# Shrimp Products Review #2



## Kei (May 4, 2010)

so awhile back jkam had a product review on mosura Gravidas.
Shrimp Products Review

its my turn for a shrimp product review =)

Hayashi Pro Breeding Diet

It all started with my CRS. i had 10 of them and couple years later i have 80.
well for the last 2 years none of my 80 CRS got berried let alone talk about getting saddled. I just let it slide and shrugged my shoulder and said one day. One day. Well that day never came, and few weeks ago i started searching for shrimp products and came about Hayashi Pro Breeding Diet.

I bought it knowing it might or might not work, got nothing to lose but $$$.
i started feeding all my shrimp tanks the Hayashi Pro breeding diet and within 4 days i got 8 different shrimps berried. 3 Cherry,1 CBS,1 PFR, 1 Blue pearl,1 blueberry,1 green.

and the best thing. i even noticed one CRS saddled. i was shocked.
so i kept feeding them the food and what do you know i got more pregnet shrimps.its been about 2 weeks since feeding the food. i now I got 17 shrimps pregnet and guess what.... one of them is a CRS.

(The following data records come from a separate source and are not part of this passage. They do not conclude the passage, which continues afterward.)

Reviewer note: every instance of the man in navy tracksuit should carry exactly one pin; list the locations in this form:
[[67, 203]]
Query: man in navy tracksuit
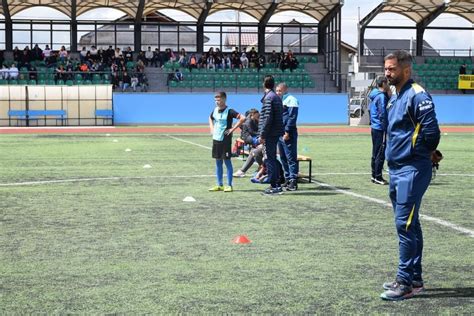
[[287, 145], [412, 137], [270, 128], [378, 124]]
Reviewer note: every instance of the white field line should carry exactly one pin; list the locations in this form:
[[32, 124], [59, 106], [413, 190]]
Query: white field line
[[13, 184], [439, 221], [188, 142]]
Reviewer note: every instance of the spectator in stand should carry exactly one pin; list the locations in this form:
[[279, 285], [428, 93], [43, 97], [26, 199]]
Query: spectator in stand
[[60, 73], [140, 66], [293, 62], [108, 54], [46, 53], [63, 54], [463, 69], [253, 58], [51, 61], [141, 57], [158, 58], [210, 61], [178, 75], [69, 71], [17, 55], [273, 61], [83, 55], [203, 61], [193, 62], [94, 53], [227, 62], [13, 72], [134, 82], [285, 62], [4, 72], [218, 59], [37, 53], [25, 58], [236, 63], [84, 68], [182, 58], [94, 66], [143, 81], [117, 53], [33, 72], [128, 55], [261, 62], [244, 60], [149, 56], [116, 82], [172, 55], [126, 81]]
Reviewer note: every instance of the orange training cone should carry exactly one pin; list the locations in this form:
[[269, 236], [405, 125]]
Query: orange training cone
[[241, 239]]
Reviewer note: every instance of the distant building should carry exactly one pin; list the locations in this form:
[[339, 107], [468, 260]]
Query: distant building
[[381, 47]]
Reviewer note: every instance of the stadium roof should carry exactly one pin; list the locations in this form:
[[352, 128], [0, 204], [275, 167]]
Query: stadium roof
[[418, 10], [196, 8]]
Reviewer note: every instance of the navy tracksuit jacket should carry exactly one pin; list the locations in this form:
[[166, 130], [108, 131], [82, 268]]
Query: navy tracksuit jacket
[[412, 134]]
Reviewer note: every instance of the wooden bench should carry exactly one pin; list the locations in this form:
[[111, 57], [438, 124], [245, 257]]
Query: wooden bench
[[35, 115], [301, 158], [310, 164], [105, 115]]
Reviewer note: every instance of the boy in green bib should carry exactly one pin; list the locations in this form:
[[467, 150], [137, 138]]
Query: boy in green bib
[[220, 124]]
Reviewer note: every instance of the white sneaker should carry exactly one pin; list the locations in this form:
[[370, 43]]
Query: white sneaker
[[239, 174]]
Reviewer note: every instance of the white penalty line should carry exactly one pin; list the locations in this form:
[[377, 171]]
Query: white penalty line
[[439, 221], [13, 184]]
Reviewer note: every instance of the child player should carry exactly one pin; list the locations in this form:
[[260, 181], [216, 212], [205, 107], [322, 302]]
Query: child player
[[220, 124]]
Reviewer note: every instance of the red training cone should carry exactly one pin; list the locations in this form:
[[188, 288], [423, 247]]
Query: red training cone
[[241, 239]]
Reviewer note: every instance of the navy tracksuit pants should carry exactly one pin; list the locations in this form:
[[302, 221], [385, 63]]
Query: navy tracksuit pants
[[406, 191], [289, 155], [273, 169], [378, 153]]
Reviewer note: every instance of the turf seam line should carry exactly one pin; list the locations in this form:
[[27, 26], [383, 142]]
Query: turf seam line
[[439, 221]]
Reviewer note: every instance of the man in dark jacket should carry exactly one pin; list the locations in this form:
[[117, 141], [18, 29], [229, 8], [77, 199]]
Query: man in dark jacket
[[270, 129], [412, 138], [378, 123], [287, 144]]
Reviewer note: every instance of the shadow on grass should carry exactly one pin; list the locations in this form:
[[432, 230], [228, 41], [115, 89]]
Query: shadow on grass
[[439, 183], [300, 191], [447, 293]]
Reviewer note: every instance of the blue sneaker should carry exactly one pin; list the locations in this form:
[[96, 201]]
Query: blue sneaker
[[397, 292], [417, 286], [273, 191]]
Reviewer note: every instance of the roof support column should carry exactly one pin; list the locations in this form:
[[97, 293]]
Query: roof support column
[[137, 28], [363, 24], [323, 27], [421, 26], [200, 27], [73, 26], [8, 26], [262, 24]]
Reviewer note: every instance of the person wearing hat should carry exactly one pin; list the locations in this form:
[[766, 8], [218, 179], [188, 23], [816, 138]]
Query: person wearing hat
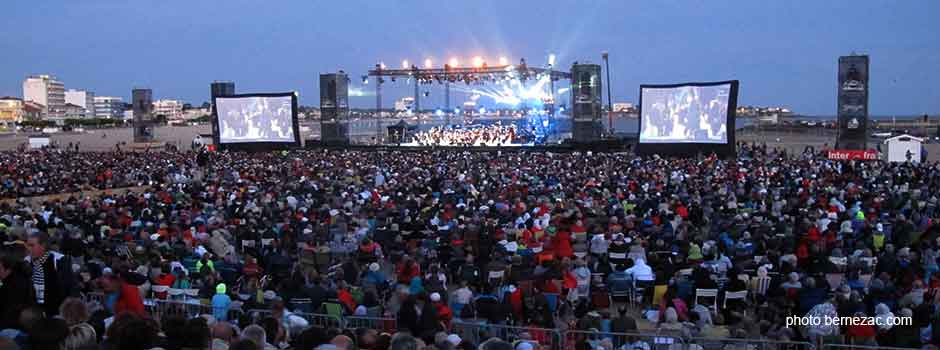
[[375, 278], [221, 302], [121, 296], [444, 313]]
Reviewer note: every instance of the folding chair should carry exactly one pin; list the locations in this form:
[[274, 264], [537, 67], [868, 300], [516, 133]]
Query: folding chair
[[175, 293], [334, 309], [496, 275], [658, 293], [636, 294], [742, 295], [835, 280], [304, 305], [552, 299], [707, 293], [160, 292], [759, 286], [191, 293]]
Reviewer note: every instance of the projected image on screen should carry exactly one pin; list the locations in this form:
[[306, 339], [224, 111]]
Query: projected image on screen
[[255, 119], [685, 114]]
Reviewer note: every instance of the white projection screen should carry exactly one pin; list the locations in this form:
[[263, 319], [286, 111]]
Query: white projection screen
[[687, 113], [256, 118]]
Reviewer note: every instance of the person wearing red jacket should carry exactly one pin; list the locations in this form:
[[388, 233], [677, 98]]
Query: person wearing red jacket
[[121, 296]]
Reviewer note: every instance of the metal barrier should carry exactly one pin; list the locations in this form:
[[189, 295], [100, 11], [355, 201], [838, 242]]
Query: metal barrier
[[478, 332], [652, 341], [317, 320], [322, 320], [190, 308], [859, 347], [745, 344], [378, 323]]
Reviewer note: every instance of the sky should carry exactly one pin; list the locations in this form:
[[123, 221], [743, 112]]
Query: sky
[[784, 52]]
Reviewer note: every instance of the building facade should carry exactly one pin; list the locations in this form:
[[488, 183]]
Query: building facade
[[171, 109], [84, 99], [47, 91], [109, 107], [73, 111], [11, 111]]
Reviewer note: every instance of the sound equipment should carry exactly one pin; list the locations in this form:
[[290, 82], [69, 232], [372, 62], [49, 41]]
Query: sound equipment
[[586, 102], [853, 103], [334, 108]]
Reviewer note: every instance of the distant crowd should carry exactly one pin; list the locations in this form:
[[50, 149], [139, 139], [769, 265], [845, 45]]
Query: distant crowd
[[442, 242]]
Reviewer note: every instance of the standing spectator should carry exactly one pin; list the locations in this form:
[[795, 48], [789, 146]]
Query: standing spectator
[[121, 297], [220, 303], [52, 273], [16, 291]]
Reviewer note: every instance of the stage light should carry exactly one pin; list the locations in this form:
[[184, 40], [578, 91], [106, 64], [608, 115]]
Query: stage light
[[478, 62]]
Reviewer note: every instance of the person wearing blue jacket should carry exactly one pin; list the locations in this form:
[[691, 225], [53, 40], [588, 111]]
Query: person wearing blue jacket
[[220, 303]]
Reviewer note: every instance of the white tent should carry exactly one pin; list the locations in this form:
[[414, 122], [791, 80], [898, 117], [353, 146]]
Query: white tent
[[899, 146]]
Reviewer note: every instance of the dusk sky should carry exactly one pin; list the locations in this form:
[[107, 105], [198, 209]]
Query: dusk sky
[[783, 52]]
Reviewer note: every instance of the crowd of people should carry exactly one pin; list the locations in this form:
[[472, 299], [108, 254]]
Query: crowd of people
[[486, 135], [438, 240]]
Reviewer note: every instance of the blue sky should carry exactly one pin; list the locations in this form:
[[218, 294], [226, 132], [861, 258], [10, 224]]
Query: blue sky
[[783, 52]]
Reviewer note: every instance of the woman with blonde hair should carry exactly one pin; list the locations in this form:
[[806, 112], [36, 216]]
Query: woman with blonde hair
[[81, 334]]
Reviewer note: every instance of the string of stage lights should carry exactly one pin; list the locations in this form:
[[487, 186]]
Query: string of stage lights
[[510, 79], [480, 72]]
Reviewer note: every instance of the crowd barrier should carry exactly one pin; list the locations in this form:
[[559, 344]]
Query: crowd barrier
[[188, 308], [381, 324], [858, 347], [652, 340], [479, 332], [745, 344], [313, 319], [476, 333]]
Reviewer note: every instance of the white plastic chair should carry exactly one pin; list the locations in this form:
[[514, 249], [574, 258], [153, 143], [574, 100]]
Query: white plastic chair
[[192, 293], [742, 295], [707, 293], [159, 289], [175, 293]]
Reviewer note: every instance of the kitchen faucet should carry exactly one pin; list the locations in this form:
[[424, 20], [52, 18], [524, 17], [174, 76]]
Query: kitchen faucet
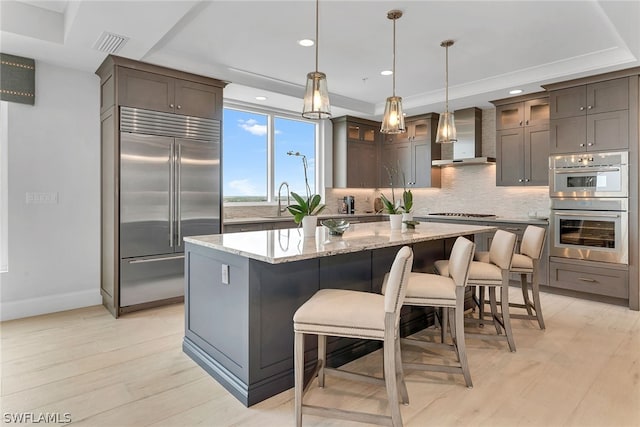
[[280, 209]]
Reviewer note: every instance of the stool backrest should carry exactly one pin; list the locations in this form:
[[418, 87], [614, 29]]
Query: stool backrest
[[397, 281], [532, 241], [460, 260], [502, 248]]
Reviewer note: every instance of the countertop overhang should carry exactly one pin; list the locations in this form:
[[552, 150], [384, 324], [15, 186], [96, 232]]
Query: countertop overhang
[[288, 245]]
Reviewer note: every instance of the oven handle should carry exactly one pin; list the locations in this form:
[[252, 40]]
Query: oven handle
[[589, 214], [586, 170]]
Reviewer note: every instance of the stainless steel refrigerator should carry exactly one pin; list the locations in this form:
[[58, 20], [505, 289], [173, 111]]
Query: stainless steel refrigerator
[[169, 189]]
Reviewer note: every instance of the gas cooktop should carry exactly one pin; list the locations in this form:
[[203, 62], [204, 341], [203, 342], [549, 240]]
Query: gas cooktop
[[462, 214]]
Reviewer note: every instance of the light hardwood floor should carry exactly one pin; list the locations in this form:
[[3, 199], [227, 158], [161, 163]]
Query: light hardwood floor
[[584, 370]]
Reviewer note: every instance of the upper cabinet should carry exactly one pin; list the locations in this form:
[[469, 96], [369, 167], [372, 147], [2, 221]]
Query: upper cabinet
[[522, 140], [355, 152], [591, 117], [408, 155], [157, 92], [514, 115]]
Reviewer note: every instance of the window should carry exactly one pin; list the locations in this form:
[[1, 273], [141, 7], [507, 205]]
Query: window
[[255, 160]]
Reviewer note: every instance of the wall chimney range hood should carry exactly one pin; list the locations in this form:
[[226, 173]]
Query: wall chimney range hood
[[469, 146]]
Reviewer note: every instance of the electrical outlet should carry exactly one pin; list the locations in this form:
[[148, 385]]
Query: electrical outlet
[[41, 198], [225, 274]]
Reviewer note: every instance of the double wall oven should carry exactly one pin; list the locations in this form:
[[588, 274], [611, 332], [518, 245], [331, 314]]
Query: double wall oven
[[589, 206]]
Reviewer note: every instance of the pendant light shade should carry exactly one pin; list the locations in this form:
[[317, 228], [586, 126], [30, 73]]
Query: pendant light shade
[[393, 119], [316, 104], [446, 125]]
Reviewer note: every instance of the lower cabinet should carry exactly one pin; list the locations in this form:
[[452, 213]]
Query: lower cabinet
[[598, 278]]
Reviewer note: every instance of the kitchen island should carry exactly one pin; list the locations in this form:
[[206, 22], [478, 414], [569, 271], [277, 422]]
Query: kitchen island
[[242, 289]]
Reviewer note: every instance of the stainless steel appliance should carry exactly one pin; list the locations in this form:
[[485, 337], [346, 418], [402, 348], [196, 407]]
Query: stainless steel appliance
[[594, 229], [589, 175], [589, 206], [169, 188]]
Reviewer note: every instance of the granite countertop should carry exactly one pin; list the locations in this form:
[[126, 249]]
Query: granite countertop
[[288, 217], [280, 246], [518, 220]]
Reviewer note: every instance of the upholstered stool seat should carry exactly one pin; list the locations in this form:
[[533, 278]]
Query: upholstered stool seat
[[492, 274], [447, 293], [527, 262], [354, 314]]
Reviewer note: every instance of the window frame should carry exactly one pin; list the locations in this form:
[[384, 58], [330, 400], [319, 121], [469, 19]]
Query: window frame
[[272, 114]]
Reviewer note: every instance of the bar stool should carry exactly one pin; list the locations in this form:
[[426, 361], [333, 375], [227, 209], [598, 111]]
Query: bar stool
[[492, 274], [354, 314], [527, 262], [447, 293]]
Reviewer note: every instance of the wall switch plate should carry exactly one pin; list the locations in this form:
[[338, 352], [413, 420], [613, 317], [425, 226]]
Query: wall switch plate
[[225, 274]]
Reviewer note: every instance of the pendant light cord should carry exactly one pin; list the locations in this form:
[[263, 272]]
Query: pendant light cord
[[394, 56], [317, 8], [446, 80]]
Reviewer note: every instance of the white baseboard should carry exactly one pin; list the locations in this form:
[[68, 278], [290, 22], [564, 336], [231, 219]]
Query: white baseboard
[[49, 304]]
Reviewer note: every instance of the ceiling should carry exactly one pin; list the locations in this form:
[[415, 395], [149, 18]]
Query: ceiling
[[499, 45]]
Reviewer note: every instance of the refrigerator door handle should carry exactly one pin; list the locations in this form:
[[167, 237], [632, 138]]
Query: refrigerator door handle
[[146, 260], [172, 179], [178, 195]]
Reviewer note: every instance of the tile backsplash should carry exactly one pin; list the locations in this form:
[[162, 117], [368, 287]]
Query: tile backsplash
[[470, 188]]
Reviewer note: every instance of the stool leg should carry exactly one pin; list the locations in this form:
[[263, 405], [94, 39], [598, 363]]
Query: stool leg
[[506, 319], [525, 293], [402, 387], [444, 324], [460, 345], [322, 358], [390, 368], [494, 309], [535, 290], [298, 368], [481, 290]]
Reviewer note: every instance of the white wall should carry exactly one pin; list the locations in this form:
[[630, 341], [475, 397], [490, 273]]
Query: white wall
[[54, 147]]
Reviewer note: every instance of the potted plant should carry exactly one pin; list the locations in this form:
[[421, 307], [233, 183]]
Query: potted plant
[[392, 207], [306, 209], [407, 203]]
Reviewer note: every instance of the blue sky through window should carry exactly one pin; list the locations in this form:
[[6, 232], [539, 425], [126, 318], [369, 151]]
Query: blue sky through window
[[245, 154]]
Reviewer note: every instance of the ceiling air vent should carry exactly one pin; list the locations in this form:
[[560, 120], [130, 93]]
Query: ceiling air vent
[[110, 43]]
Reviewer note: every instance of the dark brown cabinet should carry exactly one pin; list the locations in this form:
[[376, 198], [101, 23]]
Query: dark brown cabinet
[[592, 117], [409, 154], [355, 152], [522, 140], [128, 83], [532, 112], [158, 92]]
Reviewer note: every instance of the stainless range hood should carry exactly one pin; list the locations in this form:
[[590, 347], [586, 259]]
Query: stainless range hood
[[466, 151]]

I now also got a 2nd CRS saddled.
when i feed them this food a few shrimp swim around the tank "dancing" like when using Mosura Eros.
I like to think of this as a true success story.

Thanks for reading.


----------



## ilam (Apr 28, 2011)

where can you buy this stuff.. it sounds legit


----------



## Kei (May 4, 2010)

Hayashi Pro - Crystal Red Shrimp & Sulawesi Shrimp Products
Singapore, Europe, US
so it says on its website as distributors.
i also have somefor sale

oh forgot to mention
in addition feeding the food in the last 2 weeks, I also added mineral power, catus wood, to all the tanks. I dont think it changed any thing though? maybe the power... and shrimps have to be mature as well...


----------



## Kei (May 4, 2010)

here is a pic of my berried CRS!








a few days ago i noticed another saddled CRS well today it got berried!!! WOOOOO









as of right now i noticed another 2 saddled CRS!


----------